Tuesday, August 11, 2009

The End of Jobs

No this isn't a blog about the charismatic CEO of Apple Computer. Its about work. Rather how we work. The need for workers. The end of an era.

Today it was announced that worker productivity increased 6.4%. The largest increase in six years. So what's the big deal. People are working harder to keep their jobs, you may think. That's a good thing or, at worst, a minor economic statistic. Right? I suppose it depends on your point of view. Lets look more closely at this paradigm-shifting trend.

Back when I was studying for my doctorate in Management of Technology, I learned that as new technologies are introduced into the marketplace, efficiencies increase. Incrementally, it became relatively easy for four workers to produce what it took 5 workers to produce in the past. The new workers had better tools. It was expected. Historically, this was a very good thing. Companies became more profitable. Stock prices went up. We could produce more food, goods and services to meet the needs of an ever growing population. But now we have reached a level of automation which is allowing companies to produce more with a relatively sparse work force.

I have experienced this phenomena first hand. In 1999, I founded a company called CEU.com, an Internet education company that provided continuing education courses and credit to insurance professionals. We had about five employees at first and served, on average, 200 customers a month. Today we have seven employees and we service 2000 customers a month. If and when it grows to service 20,000 customers a month, the company will only need ten or eleven employees to keep things humming.

Lets look at this on a macro scale. If other companies are also finding the Internet and other technologies are allowing them to meet demand with exponentially fewer workers, then the need for humans in the workplace will decline overall at an alarming rate. Suddenly, efficiency is going to create a massive social problem. The US, in essence, will need, not the approximately 100 million jobs it provides today, but at best, 50 million or even less.

The minds of economics always assumed that there would be a migration of factory jobs to the service sector and that has been born out. No need to worry. Although most politicians focus on the migration of jobs overseas, its really automation and the corresponding productivity increases that are causing this decline. But worry we must. Now the service industry is finding all kinds of savings through the use of technology. There are fast food restaurants that are completely automated. Education can happen much more efficiently over the web (e.g. CEU.com). Even health care can provide on line diagnosis and treatment through remote medical servicing. Then you have online pharmacies and other management efficiencies as well. Of course we'll still need nurses, school teachers, doctors and lawyers in great numbers, but not in the kind of numbers we required in the past. Beyond a doubt, the net number of jobs needed will decline markedly. This current economic recovery could be the first "job shock" of many to come.

Lets extrapolate out what this will mean from a social and economic perspective. Most manual labor jobs will disappear. Many professional jobs will decline as well. Think programmers (surprisingly IT work will decline as do-it-yourself programs predominate), editors (book and news media), managers in general and, most obviously, journalists. Think what must be going through the mind of a 2009 graduate from a Journalism program. She applies for work and finds hordes of experienced out-of-work journalist competing for the trickle of low paying jobs.
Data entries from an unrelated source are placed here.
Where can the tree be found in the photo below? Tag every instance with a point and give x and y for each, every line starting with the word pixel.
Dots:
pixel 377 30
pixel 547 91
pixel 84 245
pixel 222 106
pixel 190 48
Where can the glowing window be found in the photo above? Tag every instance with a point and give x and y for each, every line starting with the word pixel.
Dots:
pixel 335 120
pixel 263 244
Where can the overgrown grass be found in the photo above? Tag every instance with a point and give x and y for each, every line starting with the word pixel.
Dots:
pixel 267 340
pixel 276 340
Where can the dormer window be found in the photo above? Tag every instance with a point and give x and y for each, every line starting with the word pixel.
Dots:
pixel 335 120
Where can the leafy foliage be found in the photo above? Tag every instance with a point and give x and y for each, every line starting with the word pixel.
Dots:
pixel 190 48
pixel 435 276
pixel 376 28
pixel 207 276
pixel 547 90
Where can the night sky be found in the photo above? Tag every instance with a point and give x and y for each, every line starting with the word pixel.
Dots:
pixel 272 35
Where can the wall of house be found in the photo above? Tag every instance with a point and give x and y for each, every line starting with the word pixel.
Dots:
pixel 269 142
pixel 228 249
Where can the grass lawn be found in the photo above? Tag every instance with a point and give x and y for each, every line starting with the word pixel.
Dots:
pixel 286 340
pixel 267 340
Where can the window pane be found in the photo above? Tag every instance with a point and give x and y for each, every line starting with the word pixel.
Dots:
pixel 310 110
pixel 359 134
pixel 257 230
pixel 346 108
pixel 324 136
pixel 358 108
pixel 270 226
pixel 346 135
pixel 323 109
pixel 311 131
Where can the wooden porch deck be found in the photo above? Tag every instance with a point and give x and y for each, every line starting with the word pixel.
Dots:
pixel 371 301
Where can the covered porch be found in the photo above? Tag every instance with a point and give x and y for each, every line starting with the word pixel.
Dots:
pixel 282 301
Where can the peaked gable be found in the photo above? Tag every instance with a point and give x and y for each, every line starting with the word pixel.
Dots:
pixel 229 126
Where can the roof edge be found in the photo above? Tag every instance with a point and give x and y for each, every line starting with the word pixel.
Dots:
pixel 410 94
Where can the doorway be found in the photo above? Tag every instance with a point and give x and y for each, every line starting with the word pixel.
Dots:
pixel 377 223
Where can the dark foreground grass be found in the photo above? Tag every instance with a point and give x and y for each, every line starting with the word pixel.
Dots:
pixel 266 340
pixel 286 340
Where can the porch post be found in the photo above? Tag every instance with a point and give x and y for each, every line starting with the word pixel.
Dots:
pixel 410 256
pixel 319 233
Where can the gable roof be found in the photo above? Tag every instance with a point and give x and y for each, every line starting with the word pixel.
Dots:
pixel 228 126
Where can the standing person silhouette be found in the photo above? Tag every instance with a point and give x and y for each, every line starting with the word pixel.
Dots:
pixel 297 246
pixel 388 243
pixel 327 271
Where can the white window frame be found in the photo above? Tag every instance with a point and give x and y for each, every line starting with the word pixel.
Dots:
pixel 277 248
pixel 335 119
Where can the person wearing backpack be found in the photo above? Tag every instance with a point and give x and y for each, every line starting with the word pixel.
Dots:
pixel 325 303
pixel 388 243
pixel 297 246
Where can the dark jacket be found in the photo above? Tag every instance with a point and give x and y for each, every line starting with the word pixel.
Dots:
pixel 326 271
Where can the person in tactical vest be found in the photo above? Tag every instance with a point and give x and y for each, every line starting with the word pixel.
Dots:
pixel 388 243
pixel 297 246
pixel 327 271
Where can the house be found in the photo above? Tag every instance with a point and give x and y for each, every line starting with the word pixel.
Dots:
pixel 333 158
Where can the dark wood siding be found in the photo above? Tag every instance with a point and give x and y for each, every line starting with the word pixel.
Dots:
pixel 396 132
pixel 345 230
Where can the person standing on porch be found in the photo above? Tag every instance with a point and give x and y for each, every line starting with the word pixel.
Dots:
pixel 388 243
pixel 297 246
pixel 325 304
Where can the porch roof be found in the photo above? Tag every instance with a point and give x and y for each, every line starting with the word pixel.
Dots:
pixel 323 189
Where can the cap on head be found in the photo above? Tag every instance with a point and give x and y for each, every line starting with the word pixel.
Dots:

In the future, "a real job" cannot be made available for every qualified individual. A job can no longer be the center of our lives since so many of us will not have one. It can no longer be the source for our health care, material needs, retirement nest egg or the way we spend most of our time.

Now is the time to begin thinking about a country in which only half of the working age people are needed to do the jobs that need to be done. What then will the other half do? I do not presuppose to have the solution. But it will mean that Laissez faire capitalism, as we know it, will no longer work. It will had run its course. Money will become more and more concentrated in the hands of the relatively few owners and controllers of the means of production. Does this language bring to mind any images. How about Karl Marx? What goes around, comes around.